On the table were the children's pastries, raw dumplings and two glasses of wine. The bed was covered with dried red dates, lotus seeds, longan and peanuts. These are specially prepared for me by Xiaolian and fengsha, waiting for me to marry Yang mo. But the world is hard to predict - I went to the bronze mirror and looked at myself in the mirror after makeup, and I couldn't recognize it. Is this fan Ling? This is still that full of vitality, that with the kindergarten baby singing and dancing after 80 girls? When have I been integrated into the ancient world, into the ups and downs of the mountain?Is there any mountain in history? Maybe it never appeared in the real world. It's just that everything that happened on this mountain is so shocking that I can't tell whether it's a real existence or an illusory dream.

I went back to bed and continued to cover my head. Maybe tonight, Sister Feng's body will change from a girl to a woman. And me? Has my heart really married him?

Suddenly, the door creaked and opened. I only heard the sound of wind and sand outside the door: "the wedding night is worth thousands of dollars. Brother in law, enjoy yourself The voice dropped and the door was closed.

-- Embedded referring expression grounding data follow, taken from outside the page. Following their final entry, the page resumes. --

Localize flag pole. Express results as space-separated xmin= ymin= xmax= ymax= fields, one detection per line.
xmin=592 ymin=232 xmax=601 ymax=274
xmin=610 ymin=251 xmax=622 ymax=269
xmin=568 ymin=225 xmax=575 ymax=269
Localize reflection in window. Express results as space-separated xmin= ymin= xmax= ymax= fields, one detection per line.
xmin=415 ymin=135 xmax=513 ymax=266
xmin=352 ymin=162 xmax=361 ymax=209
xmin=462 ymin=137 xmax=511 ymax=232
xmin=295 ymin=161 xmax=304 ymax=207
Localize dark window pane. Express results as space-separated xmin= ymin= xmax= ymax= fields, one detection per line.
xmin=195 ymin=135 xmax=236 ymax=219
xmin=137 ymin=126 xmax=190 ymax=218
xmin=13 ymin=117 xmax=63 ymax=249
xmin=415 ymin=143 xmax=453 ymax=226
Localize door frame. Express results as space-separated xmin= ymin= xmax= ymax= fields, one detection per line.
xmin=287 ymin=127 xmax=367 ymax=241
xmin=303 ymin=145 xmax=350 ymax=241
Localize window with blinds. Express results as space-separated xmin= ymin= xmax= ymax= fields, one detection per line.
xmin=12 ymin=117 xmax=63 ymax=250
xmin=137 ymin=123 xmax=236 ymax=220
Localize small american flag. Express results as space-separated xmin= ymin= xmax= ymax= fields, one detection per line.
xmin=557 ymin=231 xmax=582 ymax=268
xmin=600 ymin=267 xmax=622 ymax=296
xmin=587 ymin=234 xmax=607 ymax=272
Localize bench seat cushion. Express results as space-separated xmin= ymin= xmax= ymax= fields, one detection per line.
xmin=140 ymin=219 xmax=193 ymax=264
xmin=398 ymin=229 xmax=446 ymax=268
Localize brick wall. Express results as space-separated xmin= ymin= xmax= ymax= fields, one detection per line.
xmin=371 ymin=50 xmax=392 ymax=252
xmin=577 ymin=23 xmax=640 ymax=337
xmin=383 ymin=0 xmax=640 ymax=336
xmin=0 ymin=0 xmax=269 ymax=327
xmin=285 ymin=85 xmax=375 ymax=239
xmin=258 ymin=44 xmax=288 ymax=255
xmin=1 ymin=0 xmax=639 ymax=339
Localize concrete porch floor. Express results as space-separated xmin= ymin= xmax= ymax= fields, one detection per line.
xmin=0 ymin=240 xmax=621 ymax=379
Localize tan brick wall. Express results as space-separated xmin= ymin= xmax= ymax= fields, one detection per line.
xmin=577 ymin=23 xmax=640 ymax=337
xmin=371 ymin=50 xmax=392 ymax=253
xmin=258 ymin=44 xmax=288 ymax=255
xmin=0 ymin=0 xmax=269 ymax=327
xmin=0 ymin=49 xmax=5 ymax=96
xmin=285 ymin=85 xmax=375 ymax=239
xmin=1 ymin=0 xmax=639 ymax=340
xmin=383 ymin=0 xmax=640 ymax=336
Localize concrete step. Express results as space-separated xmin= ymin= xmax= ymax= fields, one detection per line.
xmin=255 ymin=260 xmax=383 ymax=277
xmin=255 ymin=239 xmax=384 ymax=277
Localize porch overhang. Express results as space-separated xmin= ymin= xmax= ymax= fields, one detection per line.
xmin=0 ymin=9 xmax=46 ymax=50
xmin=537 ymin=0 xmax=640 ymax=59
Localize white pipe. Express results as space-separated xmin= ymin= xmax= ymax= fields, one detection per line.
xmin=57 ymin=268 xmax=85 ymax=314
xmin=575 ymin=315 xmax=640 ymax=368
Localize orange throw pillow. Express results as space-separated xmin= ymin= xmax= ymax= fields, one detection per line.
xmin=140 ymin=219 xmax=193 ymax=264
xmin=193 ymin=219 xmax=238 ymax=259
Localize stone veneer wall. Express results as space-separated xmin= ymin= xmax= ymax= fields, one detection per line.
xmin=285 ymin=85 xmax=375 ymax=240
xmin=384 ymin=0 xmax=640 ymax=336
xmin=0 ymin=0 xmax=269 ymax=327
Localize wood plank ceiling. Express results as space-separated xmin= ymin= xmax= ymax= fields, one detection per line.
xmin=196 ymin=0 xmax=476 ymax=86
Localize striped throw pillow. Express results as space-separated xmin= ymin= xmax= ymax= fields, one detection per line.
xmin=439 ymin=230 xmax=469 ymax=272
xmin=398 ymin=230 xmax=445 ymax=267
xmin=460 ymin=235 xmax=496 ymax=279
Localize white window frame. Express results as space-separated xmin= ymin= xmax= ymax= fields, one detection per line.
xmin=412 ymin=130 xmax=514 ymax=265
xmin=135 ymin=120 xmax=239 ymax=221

With the doctor's step closer and closer, I am also more and more nervous, the heart will jump to the throat - is this going to round the house? Is my heart afraid, refuse, or have a faint expectation? I'm in a mess myself.

I just feel a flash of light in front of me, and the capping head has been lifted up by the doctor's pole. The doctor was dressed in a red Xi robe, reflecting his slightly drunk face.